Beginnings - The Allman Brothers Band


Beginnings: It's still so highly inconceivable that these young men in their twenties created such an abundance of sophisticated music. Go back and listen to the first two albums (ABB and Ildewild) reissued in 1973 as the album Beginnings. The level of musicianship is already in place and each track is a mini symphony of blues, gospel, soul, jazz and screaming rock and roll played not only with fire but nuance. Check the 3:12 mark of Dreams as Duane dances dramatically on point literally sliding through the song seemingly effortlessly. The road had taught tightness but each member brought their own life experience to the band. Dickey grew up in a family full of musicians, Jamioe had been playing in Otis Reddings band, Duane had worked with as many top notch musicians and artists as one possibly can. This wasn't a garage band. This wasn't just a bunch of stoned out hippies. These guys were deadly serious about their music. Lifting the arm of a 45 player with your foot studying the old blues masters I mean come on I love my guitar and to play out live but I freaking hate changing my strings.

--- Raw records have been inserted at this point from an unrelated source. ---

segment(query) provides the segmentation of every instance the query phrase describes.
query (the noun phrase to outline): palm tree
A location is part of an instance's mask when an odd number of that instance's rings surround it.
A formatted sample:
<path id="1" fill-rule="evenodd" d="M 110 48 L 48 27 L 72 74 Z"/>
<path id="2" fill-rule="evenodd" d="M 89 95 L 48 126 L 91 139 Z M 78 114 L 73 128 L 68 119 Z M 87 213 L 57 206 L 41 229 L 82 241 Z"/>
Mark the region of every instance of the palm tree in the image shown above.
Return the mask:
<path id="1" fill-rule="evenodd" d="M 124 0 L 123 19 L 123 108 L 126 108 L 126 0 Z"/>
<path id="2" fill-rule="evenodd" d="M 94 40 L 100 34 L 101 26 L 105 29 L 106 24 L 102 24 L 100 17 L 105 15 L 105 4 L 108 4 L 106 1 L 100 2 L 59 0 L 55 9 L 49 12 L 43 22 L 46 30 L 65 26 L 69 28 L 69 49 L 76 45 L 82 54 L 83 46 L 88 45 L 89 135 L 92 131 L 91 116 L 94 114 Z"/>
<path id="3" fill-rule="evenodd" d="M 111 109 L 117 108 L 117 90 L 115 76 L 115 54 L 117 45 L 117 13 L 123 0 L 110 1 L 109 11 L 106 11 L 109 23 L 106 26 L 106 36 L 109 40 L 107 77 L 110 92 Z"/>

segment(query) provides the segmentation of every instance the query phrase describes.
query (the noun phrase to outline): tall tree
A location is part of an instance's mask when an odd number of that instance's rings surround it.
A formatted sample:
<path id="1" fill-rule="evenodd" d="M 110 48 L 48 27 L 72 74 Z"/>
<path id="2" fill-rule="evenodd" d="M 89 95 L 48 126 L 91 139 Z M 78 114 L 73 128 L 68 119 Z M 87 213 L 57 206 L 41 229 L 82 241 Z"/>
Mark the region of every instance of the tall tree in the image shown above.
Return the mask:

Go back and listen to each song deeply and take the time to notice the interplay between Butch and Jaimoe. Listen for the bass how it runs along side of the guitar leads while still holding down the rhythm, listen to that organ as it stalks the whole movement in the background and then when it captures the front of the mix and the words. World weary at such a young age already confronted by a record industry selling them out and the music out to churn out a buck, witnessing the struggles of a single Mom in the 1950's and 1960's these men had a depth of character and a level of commitment and a vision they were not going to relinquish.

Get Beginnings if you don't have it put it in your car player and listen. There is a tidal wave of interplay going on each and every cut a miraculous layering of acoustic, electric rhythm and voice. If you are in a drum circle focus on Jaimoe and Butch. The subtleness and sensitivity in which these twenty year olds played right out of the gate on their first two albums is beyond incendiary.